Member Group : Keith Naughton

America’s democracy is under attack.  The latest offender?  Weird shapes!  That’s right, congressional districts in many states look odd and this lack of aesthetics is clearly about to bring down the Republic.

Of course, the controversy over gerrymandering is really just about power.  The Democrats, who controlled the redistricting process for decades and did their own gerrymandering, have lost control to the Republicans.  And the GOP is using advanced analytics to press its advantage.  The focus on strange-looking congressional districts is just a fetish designed to rally a news media and public whose worldview is dominated by superficiality.

In re-drawing lines, both parties sought to limit the number of truly competitive congressional seats.  Using past voting behavior and matching that behavior with demographics, each party developed their own pretty solid predictive models of electorate behavior.  Both parties essentially walked away from actually persuading neutral or opposing voters.

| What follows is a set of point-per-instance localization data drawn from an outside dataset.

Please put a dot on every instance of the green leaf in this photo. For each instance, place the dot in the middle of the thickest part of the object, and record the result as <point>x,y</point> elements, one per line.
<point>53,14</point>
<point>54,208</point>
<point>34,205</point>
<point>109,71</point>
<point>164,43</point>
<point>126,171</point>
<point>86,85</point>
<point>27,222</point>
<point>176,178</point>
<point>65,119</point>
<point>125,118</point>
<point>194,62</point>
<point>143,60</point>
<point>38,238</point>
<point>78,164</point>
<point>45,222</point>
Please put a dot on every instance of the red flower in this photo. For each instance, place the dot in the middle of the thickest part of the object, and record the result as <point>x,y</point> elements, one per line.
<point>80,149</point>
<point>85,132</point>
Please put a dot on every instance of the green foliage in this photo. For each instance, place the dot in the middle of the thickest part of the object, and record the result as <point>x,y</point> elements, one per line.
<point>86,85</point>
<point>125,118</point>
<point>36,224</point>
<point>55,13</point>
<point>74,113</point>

Beyond this devaluation of persuasion, the current debate avoids important and fundamental questions about representation in a democracy.  Namely, what is fair representation?  Is it districts that contain all the same kinds of people (conservative or liberal; rural, urban or suburban and so on) – likely electing a Member of Congress who will be the pure representation of a particular political philosophy or economic interest?  Or are we better served with mixed districts where the Member has to compromise among many interests (and those interests need to try to accommodate one another)?

Should representation be about profit-maximization?  In other words, should states protect Members with seniority (i.e. power) so as to get more out of the federal government?  Certainly state legislators and local elected officials, whose own budgets and policy are heavily impacted by the federal government, would rather keep their Appropriations Committee Chair in place rather than protect some first-termer who can’t even find the Capitol cafeteria.

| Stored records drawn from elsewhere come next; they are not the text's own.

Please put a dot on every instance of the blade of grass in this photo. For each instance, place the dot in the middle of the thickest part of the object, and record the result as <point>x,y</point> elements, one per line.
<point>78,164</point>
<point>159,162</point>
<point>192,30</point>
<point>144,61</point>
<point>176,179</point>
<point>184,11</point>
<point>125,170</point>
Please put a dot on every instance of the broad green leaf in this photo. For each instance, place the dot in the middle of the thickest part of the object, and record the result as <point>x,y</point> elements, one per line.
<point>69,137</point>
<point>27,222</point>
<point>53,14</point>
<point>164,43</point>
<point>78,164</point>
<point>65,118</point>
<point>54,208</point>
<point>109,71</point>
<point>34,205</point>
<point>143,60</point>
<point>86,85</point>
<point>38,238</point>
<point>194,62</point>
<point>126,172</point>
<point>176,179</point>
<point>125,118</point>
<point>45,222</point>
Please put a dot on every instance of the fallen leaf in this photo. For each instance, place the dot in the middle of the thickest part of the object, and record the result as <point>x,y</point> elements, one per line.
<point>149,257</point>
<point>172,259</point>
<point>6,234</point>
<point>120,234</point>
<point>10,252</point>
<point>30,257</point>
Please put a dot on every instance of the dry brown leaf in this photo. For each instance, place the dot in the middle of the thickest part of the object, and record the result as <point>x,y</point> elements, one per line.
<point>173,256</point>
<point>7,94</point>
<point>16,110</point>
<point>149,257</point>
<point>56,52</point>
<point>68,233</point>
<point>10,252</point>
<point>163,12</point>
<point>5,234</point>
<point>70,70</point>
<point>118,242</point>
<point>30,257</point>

Perhaps districts should have the same demographic and partisan proportions as each state.  If that were the case, large swathes of the electorate would actually lose representation.  A purely proportional map where people voted by racial identity would result in zero African-Americans in Congress.  If we go by economic interests or rural v. urban, there would be no representation for rural or agricultural interests in Ohio, Pennsylvania, Michigan and Illinois – states which are mostly urban, but still have large rural constituencies.

In the end it is partisanship that has been placed front and center.  Democrats are claiming that their voters have been treated unfairly by mapmakers in states such as North Carolina, Wisconsin and Pennsylvania (ignoring the always-present option of actually persuading voters).  Their opening gambit has been the argument against weirdly shaped districts.

But the Democrats have a problem, their own voters are heavily clustered in cities, which means more Democratic votes are “wasted” in non-competitive contests than Republican votes.  There are urban congressional districts that vote in excess of 85% Democratic.  No such districts exist for Republicans.

The upshot:  In order for Democrats to get an equal proportion of Congressional seats they have to draw Congressional districts just as oddly shaped as Republican did.  The Democrats and their supporters in academia have come up with a thing called the “efficiency gap” – which is just a made-up concept meant to excuse their own gerrymandering.

In the end, there really is no proof that weird looking congressional districts are inherently unjust.  Nor is there a coherent argument against challenging both parties to simply work to persuade people in supposedly non-competitive districts.  Vote history is just that – history.  People can change their minds, it just involves effort and a bit of compromise.

Those who shake their fists at gerrymandering and clog the courts with their lawsuits are really announcing their own rigidity and intellectual bankruptcy to the world.